NIWH Graduate Spotlight:
Melissa Sperry
NIWH Graduate Spotlight Questionnaire
Melissa Sperry MSN, RNc NC-BC, CNE, CNOR
Q: What drew you to the Whole Health field and the National Institute of Whole Health?
A: “After completing the Whole Health Educator classes, I qualified for my National Provider Number (NPI) and began my own practice in health promotion and disease prevention.
The NPI has been a great help as I am able to provide my clients with coded statements for my services.
They are able to submit this to their insurances or flexible spending accounts as health education expenses, if these services are covered under their plans. If not, the statements can be used as medical expenses on their annual Income Tax returns.
The NPI number brings increased credibility among colleagues for additional referrals from clinics and hospital facilities, as well as allows the patient to use insurance or flexible spending accounts to pay for all or part of costs. The Health Educator Certificate program allows nurses to enhance and richen their practices and bring care to the best place possible, whole person healthcare, with the patient being the center and driver of choice.”
Q: How are you currently applying your training from NIWH?
A: “All of my clients have been successful with a combination of Whole Health Education, personalized coaching, and with nursing critical thinking and care planning skills. One client has seen an eighty (80) pound weight loss and is now running marathons on a regular basis. He is happier, more active, and feels the journey was easy with the right understanding of how one element can affect everything around him and within him.”

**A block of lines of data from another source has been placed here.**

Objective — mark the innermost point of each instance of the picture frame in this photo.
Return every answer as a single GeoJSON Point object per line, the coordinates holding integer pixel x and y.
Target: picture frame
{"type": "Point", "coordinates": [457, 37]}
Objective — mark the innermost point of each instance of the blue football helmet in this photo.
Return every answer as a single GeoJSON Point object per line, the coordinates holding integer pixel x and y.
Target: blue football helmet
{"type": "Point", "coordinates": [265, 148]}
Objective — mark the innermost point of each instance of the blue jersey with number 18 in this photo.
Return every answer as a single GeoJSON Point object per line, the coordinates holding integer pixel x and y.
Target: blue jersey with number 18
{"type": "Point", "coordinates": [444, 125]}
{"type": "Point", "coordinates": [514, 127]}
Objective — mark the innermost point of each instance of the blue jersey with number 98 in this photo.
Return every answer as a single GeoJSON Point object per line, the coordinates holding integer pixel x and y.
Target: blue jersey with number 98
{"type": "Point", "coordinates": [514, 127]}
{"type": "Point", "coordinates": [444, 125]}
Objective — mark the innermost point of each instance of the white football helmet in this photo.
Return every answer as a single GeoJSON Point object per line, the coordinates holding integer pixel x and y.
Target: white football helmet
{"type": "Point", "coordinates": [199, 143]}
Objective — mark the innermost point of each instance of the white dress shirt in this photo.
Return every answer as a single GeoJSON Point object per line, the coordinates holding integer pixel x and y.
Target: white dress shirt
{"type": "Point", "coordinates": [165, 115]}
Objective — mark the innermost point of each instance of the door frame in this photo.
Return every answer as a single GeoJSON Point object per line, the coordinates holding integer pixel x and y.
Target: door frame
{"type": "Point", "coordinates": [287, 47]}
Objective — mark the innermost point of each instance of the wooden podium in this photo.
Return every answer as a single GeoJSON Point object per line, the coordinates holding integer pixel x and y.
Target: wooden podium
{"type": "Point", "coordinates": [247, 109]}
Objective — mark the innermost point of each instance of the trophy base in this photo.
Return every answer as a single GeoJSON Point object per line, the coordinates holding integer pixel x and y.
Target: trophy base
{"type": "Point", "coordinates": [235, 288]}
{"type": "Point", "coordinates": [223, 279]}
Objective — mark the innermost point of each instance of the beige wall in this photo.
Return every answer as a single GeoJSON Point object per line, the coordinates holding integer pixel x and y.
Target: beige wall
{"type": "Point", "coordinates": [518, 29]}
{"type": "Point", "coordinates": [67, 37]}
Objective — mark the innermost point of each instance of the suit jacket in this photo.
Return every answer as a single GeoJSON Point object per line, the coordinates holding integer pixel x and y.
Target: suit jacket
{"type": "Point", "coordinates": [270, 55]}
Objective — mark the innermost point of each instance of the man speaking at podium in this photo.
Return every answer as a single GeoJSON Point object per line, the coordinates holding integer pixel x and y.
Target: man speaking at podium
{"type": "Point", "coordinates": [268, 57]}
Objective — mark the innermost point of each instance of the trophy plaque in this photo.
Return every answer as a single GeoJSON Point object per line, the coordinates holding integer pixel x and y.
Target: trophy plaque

Q: Are you pleased you are able to serve others through Whole Health?
“Another young man came to me with extreme hypertension. Medical physicians in his area would not see him until over $900 in lab work could be drawn. He was desperate, knowing that his health was at risk but his income could not support such high lab costs. Looking at the whole picture of his environment, nutrition, spiritual, emotional, and physical health he has been able to find and acknowledge behavioral issues and change them for the better. Today his blood pressures are running in the “perfect” range. He has given up most of his fast foods and soda intake and began a personal exercise program.”